I have an issue with 20x ProLiant DL380p Gen8 servers. These servers are part of HP Vertica cluster. All servers are running on power performance mode.
OS: CentOS release 6.6 (Final), kernel 2.6.32-504.8.1.el6.x86_64
there are a lot of messages in /var/log/mcelog and dmesg:
CPU27: Package temperature above threshold, cpu clock throttled (total events = 86472)
CPU15: Package temperature above threshold, cpu clock throttled (total events = 86471)
CPU14: Package temperature above threshold, cpu clock throttled (total events = 86472)
CPU28: Package temperature above threshold, cpu clock throttled (total events = 86472)
CPU24: Package temperature above threshold, cpu clock throttled (total events = 86472)
CPU 25 THERMAL EVENT TSC d944f35ad5d65e
TIME 1447757250 Tue Nov 17 11:47:30 2015
Processor heated above trip temperature. Throttling enabled.
Please check your system cooling. Performance will be impacted
mcelog: Too many trigger children running already
STATUS 880003c3 MCGSTATUS 0
MCGCAP 1000819 APICID 23 SOCKETID 1
CPUID Vendor Intel Family 6 Model 62
Hardware event. This is not a software error.

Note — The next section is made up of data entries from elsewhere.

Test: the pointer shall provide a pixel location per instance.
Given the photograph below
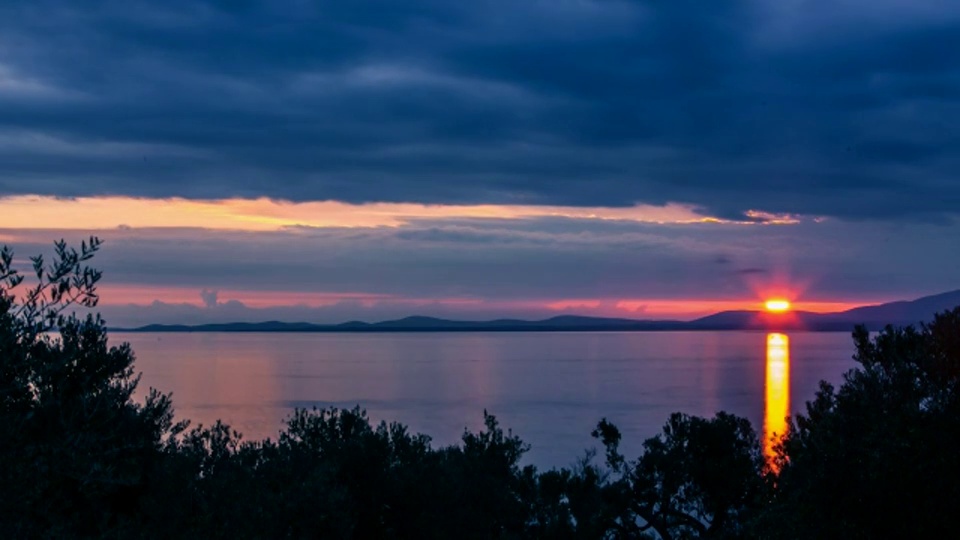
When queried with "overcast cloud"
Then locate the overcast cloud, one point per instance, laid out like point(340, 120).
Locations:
point(840, 108)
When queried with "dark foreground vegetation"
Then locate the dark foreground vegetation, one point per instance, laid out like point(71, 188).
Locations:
point(874, 458)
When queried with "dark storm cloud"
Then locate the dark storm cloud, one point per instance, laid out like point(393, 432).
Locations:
point(843, 108)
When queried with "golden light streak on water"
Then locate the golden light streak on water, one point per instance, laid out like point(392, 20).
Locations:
point(777, 400)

Integrated Management Log show no error's.. Temparature in server room is normal.
Server Firmware Version Info:
HP ProLiant System ROM 08/02/2014
HP Smart Array P420i Controller 6.00 Embedded
iLO 2.10 Jan 15 2015
Intelligent Provisioning 1.61.45
Power Management Controller Firmware 3.3
Power Management Controller Firmware Bootloader 2.7
SAS Programmable Logic Device Version 0x0C
Server Platform Services (SPS) Firmware 2.1.7.E7.4
System Programmable Logic Device Version 0x32
It looks like mcelog bug according to https://bugzilla.redhat.com/show_bug.cgi?id=924570
Anyone facing same issue? Can you recommend how to resolve it?